Let $G$ be a finite non-abelian simple group and $p$ the largest prime divisor of $|G|$. Show that if $H < G $ then $|G : H | \geq p $.
This is from a chapter of a book about group actions, specifically a section on conjugacy classes. Just before the question it also explains a theorem showing that a finite non-abelian simple group, such as $G$, must be divisible by at least $2$ different primes.
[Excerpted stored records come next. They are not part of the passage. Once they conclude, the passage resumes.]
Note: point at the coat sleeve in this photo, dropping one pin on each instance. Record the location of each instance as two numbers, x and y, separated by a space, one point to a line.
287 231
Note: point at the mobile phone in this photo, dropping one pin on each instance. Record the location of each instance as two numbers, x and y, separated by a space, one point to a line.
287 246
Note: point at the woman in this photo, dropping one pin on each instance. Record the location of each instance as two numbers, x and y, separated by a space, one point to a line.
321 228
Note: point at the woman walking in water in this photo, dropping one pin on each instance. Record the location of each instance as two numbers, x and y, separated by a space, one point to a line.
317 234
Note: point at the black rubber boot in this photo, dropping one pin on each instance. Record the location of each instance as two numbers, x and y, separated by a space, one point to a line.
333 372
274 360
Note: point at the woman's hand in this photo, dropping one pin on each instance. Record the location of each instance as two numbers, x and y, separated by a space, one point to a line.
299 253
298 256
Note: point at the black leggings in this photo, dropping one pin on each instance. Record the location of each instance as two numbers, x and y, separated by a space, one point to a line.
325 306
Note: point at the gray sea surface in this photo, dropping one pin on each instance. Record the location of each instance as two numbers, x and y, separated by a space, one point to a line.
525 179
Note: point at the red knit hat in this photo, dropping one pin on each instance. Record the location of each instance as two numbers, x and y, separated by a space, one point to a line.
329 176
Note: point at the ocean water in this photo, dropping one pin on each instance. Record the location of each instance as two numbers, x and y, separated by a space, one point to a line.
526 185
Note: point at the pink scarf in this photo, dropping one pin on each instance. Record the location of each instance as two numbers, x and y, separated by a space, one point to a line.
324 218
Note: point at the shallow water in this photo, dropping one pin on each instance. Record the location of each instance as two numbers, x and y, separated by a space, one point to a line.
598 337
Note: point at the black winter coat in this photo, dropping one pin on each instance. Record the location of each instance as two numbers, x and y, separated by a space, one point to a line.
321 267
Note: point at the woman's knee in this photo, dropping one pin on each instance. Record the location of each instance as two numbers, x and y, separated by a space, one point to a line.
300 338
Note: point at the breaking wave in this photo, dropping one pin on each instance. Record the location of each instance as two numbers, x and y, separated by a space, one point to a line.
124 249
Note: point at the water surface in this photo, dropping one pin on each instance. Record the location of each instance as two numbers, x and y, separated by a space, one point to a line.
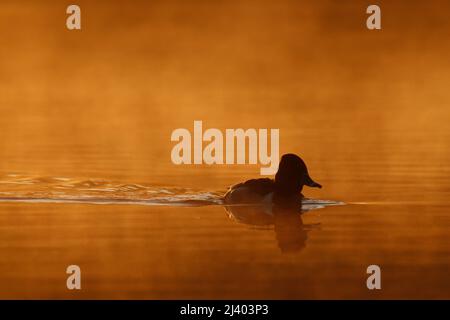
85 129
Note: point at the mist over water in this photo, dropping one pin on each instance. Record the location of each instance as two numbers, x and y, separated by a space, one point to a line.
86 118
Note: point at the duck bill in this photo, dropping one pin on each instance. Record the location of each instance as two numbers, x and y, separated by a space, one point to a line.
311 183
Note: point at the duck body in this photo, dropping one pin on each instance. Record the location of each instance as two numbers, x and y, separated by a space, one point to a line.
252 191
292 175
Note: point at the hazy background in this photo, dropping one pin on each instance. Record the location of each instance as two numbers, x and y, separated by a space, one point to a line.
367 110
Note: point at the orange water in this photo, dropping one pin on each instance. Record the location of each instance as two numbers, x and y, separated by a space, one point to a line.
368 112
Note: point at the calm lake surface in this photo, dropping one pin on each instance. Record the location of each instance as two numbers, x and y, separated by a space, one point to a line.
94 110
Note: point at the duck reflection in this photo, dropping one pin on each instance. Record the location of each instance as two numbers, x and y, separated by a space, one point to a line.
291 233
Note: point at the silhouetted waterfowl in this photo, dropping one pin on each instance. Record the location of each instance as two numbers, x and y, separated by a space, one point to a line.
292 175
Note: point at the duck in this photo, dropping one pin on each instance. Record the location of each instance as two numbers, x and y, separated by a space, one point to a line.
287 186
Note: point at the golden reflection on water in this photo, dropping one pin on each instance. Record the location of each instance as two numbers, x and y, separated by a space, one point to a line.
368 112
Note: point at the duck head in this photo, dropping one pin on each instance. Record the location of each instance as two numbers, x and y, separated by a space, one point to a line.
292 175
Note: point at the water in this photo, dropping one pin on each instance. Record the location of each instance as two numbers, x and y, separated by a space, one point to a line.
85 170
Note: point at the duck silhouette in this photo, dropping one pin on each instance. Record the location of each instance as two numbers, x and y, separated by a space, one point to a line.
291 233
287 186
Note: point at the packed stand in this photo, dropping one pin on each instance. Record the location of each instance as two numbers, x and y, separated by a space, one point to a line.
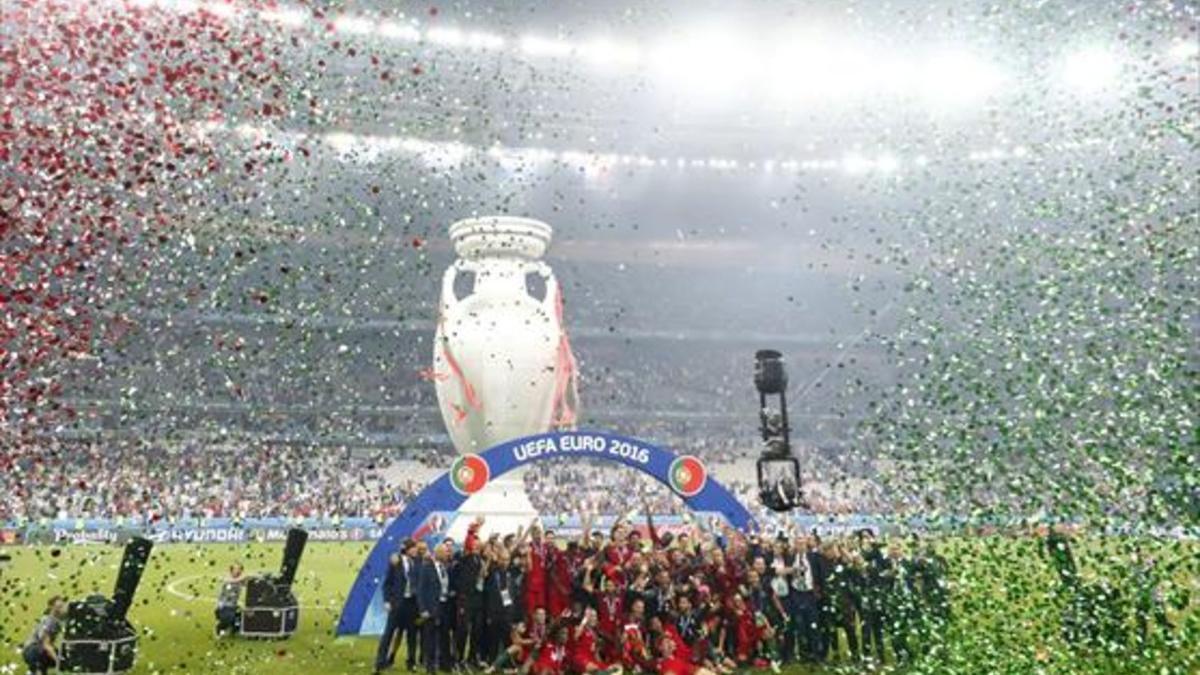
154 483
684 603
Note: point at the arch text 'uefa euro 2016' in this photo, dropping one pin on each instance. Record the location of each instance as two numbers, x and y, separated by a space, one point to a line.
427 513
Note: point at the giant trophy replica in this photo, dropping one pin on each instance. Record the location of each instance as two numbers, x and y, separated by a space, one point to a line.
97 637
503 365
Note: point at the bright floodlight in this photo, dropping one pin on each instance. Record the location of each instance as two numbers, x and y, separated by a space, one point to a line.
1091 70
811 67
537 46
1185 49
395 30
954 78
607 52
445 36
292 18
705 63
355 25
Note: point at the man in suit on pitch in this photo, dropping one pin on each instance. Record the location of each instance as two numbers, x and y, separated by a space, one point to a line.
432 597
400 603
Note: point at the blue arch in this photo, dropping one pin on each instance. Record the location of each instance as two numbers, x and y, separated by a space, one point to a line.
363 611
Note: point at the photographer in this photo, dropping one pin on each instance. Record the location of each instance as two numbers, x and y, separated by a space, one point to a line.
228 613
40 652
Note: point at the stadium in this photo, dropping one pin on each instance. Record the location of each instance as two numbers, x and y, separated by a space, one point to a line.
599 338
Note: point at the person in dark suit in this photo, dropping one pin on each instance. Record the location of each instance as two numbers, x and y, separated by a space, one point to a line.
400 604
468 593
435 605
876 589
501 593
804 569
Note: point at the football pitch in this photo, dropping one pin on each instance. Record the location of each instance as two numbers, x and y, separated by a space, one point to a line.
1006 616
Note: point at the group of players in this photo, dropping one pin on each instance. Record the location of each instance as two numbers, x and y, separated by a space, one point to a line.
693 603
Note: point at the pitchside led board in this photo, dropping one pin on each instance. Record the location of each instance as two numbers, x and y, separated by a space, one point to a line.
685 475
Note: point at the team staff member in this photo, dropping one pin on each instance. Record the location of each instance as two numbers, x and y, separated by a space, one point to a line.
40 652
400 604
228 613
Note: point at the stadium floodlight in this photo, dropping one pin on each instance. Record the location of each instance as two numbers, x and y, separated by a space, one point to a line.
707 63
1185 49
605 52
481 40
395 30
955 77
354 25
779 471
291 18
855 163
537 46
445 36
1091 70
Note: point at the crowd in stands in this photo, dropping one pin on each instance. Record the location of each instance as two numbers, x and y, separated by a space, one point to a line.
133 481
148 481
693 603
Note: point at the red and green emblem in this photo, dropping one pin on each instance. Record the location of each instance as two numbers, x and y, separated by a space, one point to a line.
469 473
688 476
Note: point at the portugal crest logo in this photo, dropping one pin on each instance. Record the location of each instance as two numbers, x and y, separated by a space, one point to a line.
688 476
469 473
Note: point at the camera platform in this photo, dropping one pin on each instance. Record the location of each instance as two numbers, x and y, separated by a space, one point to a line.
99 655
271 609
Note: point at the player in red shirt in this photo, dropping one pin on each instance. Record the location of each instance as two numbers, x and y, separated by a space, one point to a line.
552 656
583 658
535 579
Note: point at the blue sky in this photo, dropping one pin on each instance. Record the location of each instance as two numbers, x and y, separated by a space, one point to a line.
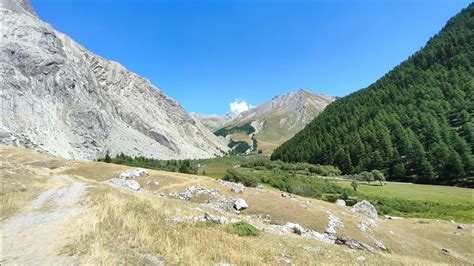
207 54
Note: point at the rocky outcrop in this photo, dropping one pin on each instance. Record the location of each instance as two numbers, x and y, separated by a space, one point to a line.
340 202
366 208
62 99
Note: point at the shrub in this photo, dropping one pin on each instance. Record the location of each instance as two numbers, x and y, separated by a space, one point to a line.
354 184
243 228
233 175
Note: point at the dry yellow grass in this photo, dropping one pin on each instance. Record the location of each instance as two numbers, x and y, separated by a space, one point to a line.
120 227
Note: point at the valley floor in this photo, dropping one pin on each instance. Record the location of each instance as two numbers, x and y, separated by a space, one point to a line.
62 212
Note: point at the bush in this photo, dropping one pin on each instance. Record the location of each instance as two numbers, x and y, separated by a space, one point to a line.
233 175
243 228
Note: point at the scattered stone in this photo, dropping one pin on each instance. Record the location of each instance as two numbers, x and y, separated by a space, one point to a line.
237 189
154 260
222 204
295 228
380 245
240 204
224 264
129 174
354 244
286 258
447 251
333 224
366 208
192 191
367 225
132 184
122 183
287 195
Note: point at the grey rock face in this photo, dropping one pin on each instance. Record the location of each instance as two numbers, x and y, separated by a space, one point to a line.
62 99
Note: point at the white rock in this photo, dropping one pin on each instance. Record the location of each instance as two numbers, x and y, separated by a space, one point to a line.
240 204
132 184
340 202
393 217
366 208
134 173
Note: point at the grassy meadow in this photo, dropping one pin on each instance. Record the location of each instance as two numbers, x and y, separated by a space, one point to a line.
398 199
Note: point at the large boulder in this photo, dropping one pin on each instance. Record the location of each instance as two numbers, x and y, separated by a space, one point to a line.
132 184
240 204
366 208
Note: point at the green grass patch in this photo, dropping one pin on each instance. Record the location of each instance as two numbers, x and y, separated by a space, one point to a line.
243 228
247 128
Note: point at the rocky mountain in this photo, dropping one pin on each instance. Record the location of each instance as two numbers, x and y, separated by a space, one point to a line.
60 98
271 123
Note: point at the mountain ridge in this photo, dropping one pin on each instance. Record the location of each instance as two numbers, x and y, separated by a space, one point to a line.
65 100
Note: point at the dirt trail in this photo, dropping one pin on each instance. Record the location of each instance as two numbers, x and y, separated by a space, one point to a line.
32 237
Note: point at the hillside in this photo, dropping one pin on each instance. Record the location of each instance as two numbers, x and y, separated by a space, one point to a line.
416 123
75 212
212 122
271 123
62 99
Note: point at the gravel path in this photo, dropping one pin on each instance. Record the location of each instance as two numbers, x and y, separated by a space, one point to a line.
32 237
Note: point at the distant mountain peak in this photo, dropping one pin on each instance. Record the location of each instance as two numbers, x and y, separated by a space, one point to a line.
18 6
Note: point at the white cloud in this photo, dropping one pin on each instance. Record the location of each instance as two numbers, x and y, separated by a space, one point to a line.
239 106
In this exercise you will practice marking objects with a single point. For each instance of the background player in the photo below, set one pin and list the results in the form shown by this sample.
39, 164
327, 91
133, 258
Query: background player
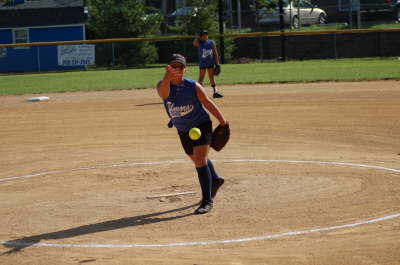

I'm guessing the question can be answered with these facts but I'm not sure how to go about it.
Best Answer
Take $X$ to be the set of distinct left cosets of $G$, i.e. $X = \{g_1H, g_2H, \dots, g_nH\}$. Associate to $a \in G$ the permutation $\sigma_a \in S_X$ given by $\sigma_a(g_kH) = ag_kH$. Then define the homomorphism $\varphi : G \to S_X$ by $\varphi(g) = \sigma_g$ (you can check that this is indeed a homomorphism). Since $G$ is simple, the kernel of $\varphi$ is trivial. Thus $G \cong \text{im } \varphi$ by the first isomorphism theorem. So $p$ divides $|\text{im } \varphi|$, but $\text{im } \varphi$ is a subgroup of $S_X$, so $|X| \geq p$.